Paul Goble
Staunton, Mar. 27 – Vladimir Putin and his propagandists repeatedly insist that Russia is fighting neo-Nazis in Ukraine, but the real neo-Nazis in Europe, people and groups with whom the Kremlin has maintained good relations for some time, are backing Russia not Ukraine in Putin’s war, according to Boris Vishnevsky.
The opposition deputy in St. Petersburg’s legislative assembly points out that “over the last eight years and especially since the start of ‘the special operation’ in Ukraine, Kremlin propagandists, politicians, diplomats and officials have not stopped calling for an uncompromising struggle with neo-Nazism” (novayagazeta.ru/articles/2022/03/27/gde-iskat-neonatsista).
“There is no disputing the fact that neo-Nazism is evil, that neo-Nazis exist including by the way in Russia and that the struggle with them is an important task,” Vishnevsky says. But Moscow has a problem in making this appeal with respect to Putin’s war in Ukraine: these groups are backing the Kremlin not Kyiv in this fight.
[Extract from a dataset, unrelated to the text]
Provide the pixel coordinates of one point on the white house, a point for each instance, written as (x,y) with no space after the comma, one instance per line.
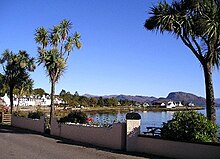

Still worse from Moscow’s perspective, many of these radical right individuals and groups now supporting Putin have been identified not only by independent experts but by the Russian foreign ministry as extremist even though they are “not opponents of the Russian powers that be and their policies but their supporters and allies.”
The extreme right parties now supporting Putin in his war in Ukraine also are against the expansion of NATO, routinely label the US “a world evil,” support the Anschluss of Ukraine’s Crimea, and have sent their representatives as election observers to voting Moscow backs but no one else does, Vishnevsky continues.
And many of them assembled at Moscow’s call in St. Petersburg in 2015 at an International Russian Conservative Forum where they worked out an even broader common agenda “with Russian nationalists, imperialists and neo-Nazis,” the opposition deputy and commentator notes.
“Of course,” Vishnevsk says, “among the European allies of the Russian powers are more respectable but also nationalistic, xenophobic and anti-immigrant parties, such as the French National Front of Marine LePen or Germany’s Alternative for Germany,” some of which have also close ties and have enjoyed funding from Moscow.
But “it turns out that the main if not the only ‘European allies’ [of the Kremlin on Putin’s war in Ukraine] have turned out to be neo-Nazis, nationalists, ultra-rightwing extremism, racists and anti-Semites.” That must be remembered every time Moscow asserts that it is fighting Nazism.
“Obviously,” Vishnevsky concludes, “something has to change in Russian politics to mean that its declared battle with neo-Nazism will involve something real.”